Moreover, most of the investigations on solid–liquid slip are performed at atmospheric pressure or hydrodynamic pressure and may therefore not be directly applicable on EHL. Solid–liquid slip has been reported to be reduced with pressure in the hydrodynamic pressure range [44, 45], but also observed to increase with pressure in EHL [32]. In favor for solid–liquid slip in EHL is amplitude reduction [17, 33] that describes elastic deformation of the roughness inside the high pressure contact. Studies show that the roughness reduction is dependent on several factors, such as entrainment speed, slide to roll ratio, and pressure, and that long wavelengths are compressed more than short wavelengths. This means that the actual roughness inside the high pressure region may, depending on the roughness parameters and running conditions, be smoother than outside of the contact. This would at least according to Pearson and Petrie be beneficial for solid–liquid slip.

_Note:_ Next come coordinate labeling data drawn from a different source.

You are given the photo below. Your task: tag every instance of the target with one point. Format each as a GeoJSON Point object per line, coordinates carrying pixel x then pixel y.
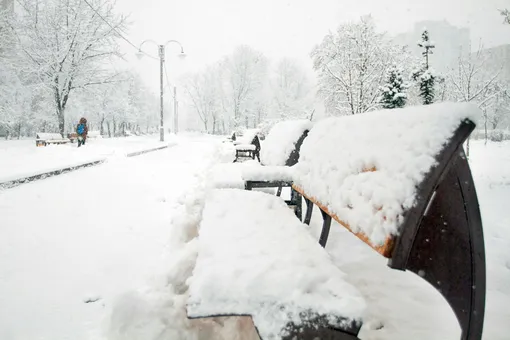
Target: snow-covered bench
{"type": "Point", "coordinates": [43, 139]}
{"type": "Point", "coordinates": [94, 134]}
{"type": "Point", "coordinates": [280, 151]}
{"type": "Point", "coordinates": [248, 143]}
{"type": "Point", "coordinates": [400, 181]}
{"type": "Point", "coordinates": [255, 258]}
{"type": "Point", "coordinates": [397, 179]}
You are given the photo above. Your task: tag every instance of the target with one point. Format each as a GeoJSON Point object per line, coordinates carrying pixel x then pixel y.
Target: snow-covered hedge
{"type": "Point", "coordinates": [497, 135]}
{"type": "Point", "coordinates": [281, 141]}
{"type": "Point", "coordinates": [401, 144]}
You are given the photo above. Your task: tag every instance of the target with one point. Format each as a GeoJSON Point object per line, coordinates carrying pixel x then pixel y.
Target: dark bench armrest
{"type": "Point", "coordinates": [442, 236]}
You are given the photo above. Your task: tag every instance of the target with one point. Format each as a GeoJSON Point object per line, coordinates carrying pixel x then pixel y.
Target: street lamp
{"type": "Point", "coordinates": [161, 49]}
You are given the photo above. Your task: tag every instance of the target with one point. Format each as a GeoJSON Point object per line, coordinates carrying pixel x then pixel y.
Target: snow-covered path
{"type": "Point", "coordinates": [88, 234]}
{"type": "Point", "coordinates": [20, 158]}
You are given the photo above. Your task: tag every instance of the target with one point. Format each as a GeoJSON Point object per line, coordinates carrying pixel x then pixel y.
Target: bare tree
{"type": "Point", "coordinates": [471, 81]}
{"type": "Point", "coordinates": [351, 64]}
{"type": "Point", "coordinates": [65, 45]}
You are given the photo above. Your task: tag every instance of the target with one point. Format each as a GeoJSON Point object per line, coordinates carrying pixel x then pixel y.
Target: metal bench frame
{"type": "Point", "coordinates": [452, 259]}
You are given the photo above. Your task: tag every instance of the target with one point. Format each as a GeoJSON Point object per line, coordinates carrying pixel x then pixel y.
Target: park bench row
{"type": "Point", "coordinates": [397, 179]}
{"type": "Point", "coordinates": [45, 138]}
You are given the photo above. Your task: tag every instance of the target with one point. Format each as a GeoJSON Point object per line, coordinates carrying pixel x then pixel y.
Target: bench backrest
{"type": "Point", "coordinates": [249, 136]}
{"type": "Point", "coordinates": [283, 143]}
{"type": "Point", "coordinates": [400, 181]}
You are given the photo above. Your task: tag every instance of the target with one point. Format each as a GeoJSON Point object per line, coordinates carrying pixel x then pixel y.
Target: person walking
{"type": "Point", "coordinates": [82, 130]}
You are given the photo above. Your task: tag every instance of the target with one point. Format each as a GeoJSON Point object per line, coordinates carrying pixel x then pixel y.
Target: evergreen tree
{"type": "Point", "coordinates": [393, 93]}
{"type": "Point", "coordinates": [425, 75]}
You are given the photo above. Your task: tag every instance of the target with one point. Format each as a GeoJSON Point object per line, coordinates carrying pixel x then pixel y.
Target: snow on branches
{"type": "Point", "coordinates": [393, 92]}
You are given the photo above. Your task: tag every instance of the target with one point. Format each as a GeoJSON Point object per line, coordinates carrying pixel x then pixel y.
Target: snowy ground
{"type": "Point", "coordinates": [20, 158]}
{"type": "Point", "coordinates": [90, 234]}
{"type": "Point", "coordinates": [101, 232]}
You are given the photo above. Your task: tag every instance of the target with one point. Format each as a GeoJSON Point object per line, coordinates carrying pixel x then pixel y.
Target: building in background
{"type": "Point", "coordinates": [7, 5]}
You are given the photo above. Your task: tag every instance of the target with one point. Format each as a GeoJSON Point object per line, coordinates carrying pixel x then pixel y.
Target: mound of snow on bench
{"type": "Point", "coordinates": [246, 266]}
{"type": "Point", "coordinates": [281, 141]}
{"type": "Point", "coordinates": [339, 153]}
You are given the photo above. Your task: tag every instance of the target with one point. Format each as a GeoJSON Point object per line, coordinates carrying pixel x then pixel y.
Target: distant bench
{"type": "Point", "coordinates": [404, 188]}
{"type": "Point", "coordinates": [247, 144]}
{"type": "Point", "coordinates": [44, 139]}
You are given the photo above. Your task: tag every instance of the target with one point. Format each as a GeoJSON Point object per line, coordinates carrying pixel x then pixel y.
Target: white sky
{"type": "Point", "coordinates": [210, 29]}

To the author’s knowledge, only a few studies have observed solid–liquid slip in EHL [18, 32, 47], and they have all used relatively smooth surfaces (below 12 nm). The liquids they used are either polyphenyl ether (5P4E) which has very high surface tension and is known to show poor wetting at metal surfaces, or high molecular weight polybutene. It is still to be elucidated whether solid–liquid slip can still be observed with the use of surfaces and lubricants more often encountered in machine elements such as ball bearings and gears. Studies that indirectly indicate solid–liquid slip as a consequence of reduced friction in full film EHL may, in fact, as indicated by this study, be an effect of thermal insulation, or a combination between thermal insulation and solid–liquid slip.

5 In Conclusion

This paper shows that measurements of contact angle, surface energy, or spreading parameter alone are not sufficient to estimate the full film EHD friction reduction capability of a surface coating. Friction tests were carried out in a ball-on-disk machine with specimens coated with the same DLC coating, but with different thicknesses, and compared to uncoated specimens, all with the same surface roughness. The DLC-coated surfaces showed a reduction in friction in all tested cases compared to the uncoated specimens. However, the thicker DLC coating provided substantially lower friction than the thinner coating. Contact angle measurements were carried out with reference fluids and the test fluid to calculate surface energy and spreading parameter for the test combinations. No significant differences were found between the two coating thicknesses although their friction reduction effects were substantially different. The difference in friction reduction between the coatings is attributed to the fact that the thicker coating has a greater thermal insulating effect than the thinner coating.